Originally established in 1910, the hospital was a response to the tuberculosis epidemic, then a leading cause of death in the United States. Known initially as the Hartford County Home for the Care and Treatment of Persons Suffering from Tuberculosis, its primary purpose was to provide care for those afflicted with this devastating illness, colloquially known as "The White Plague". By 1912, recognizing the need for a more succinct name, it was renamed the Hartford State Sanatorium.
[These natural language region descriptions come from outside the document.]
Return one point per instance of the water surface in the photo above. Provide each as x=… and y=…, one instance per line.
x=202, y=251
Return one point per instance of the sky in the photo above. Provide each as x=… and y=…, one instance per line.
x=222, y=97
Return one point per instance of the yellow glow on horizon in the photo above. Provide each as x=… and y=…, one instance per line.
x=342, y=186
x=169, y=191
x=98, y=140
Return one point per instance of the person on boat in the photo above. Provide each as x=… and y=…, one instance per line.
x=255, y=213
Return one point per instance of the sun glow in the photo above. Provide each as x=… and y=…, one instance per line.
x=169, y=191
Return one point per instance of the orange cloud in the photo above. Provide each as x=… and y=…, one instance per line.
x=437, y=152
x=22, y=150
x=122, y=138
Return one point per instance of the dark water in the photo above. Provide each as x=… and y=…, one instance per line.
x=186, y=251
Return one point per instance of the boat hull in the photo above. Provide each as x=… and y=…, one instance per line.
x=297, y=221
The hospital's evolution over the years mirrored the changing medical landscape. In the early 20th century, tuberculosis, caused by Mycobacterium tuberculosis as identified by Robert Koch, had no effective cure. This led to the establishment of sanatoriums as places of isolation and treatment, especially for those who couldn't afford to travel to warmer climates for health benefits. Cedarcrest, during its years as a sanatorium, witnessed considerable sadness and despair, with many of its patients being children.
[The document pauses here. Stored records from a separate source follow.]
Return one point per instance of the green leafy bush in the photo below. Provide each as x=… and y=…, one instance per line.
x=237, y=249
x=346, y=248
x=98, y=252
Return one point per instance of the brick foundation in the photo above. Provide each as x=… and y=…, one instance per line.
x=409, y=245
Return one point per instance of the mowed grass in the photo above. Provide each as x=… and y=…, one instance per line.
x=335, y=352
In the latter half of the 20th century, as tuberculosis became more controlled, Cedarcrest's role shifted. In 1976, it was transformed into a psychiatric facility under the Connecticut Department of Mental Health, serving those with mental disorders and addictions. This repurposing reflected a broader trend in Connecticut and elsewhere, where former tuberculosis hospitals were converted to mental health facilities.
Despite its noble intentions, Cedarcrest Hospital, like many such institutions, was eventually closed due to budget constraints and changes in health care policy. The closure in 2010 marked the end of a century-long saga of medical care and human struggle. The patients were transferred to other facilities, and the property, now owned by the town of Newington, remains largely abandoned.
Today, Cedarcrest Hospital stands as a relic of a bygone era. The abandoned buildings, some of which are used by state agencies and (reportedly) the FBI, carry an air of mystery and melancholy. Stories and rumors of hauntings, typical of abandoned asylums, have added to its eerie allure. Reports of unexplained noises, sightings of orbs, and a general creepy atmosphere contribute to its reputation as a place of intrigue for the curious and the brave.
It's important to note that the property is now fenced off, with "No Trespassing" signs and police patrols, emphasizing that it should be viewed from a safe distance. This serves as a reminder of the respect and caution necessary when approaching such sites, which, while fascinating, are also part of our collective history and deserve to be treated with dignity.
Cedarcrest Regional Hospital's story is a testament to the evolving understanding of and approach to both physical and mental health over the past century. Its abandoned state today serves as a poignant reminder of the challenges faced in the treatment of tuberculosis and mental health issues, as well as the ongoing need for compassion and innovation in healthcare.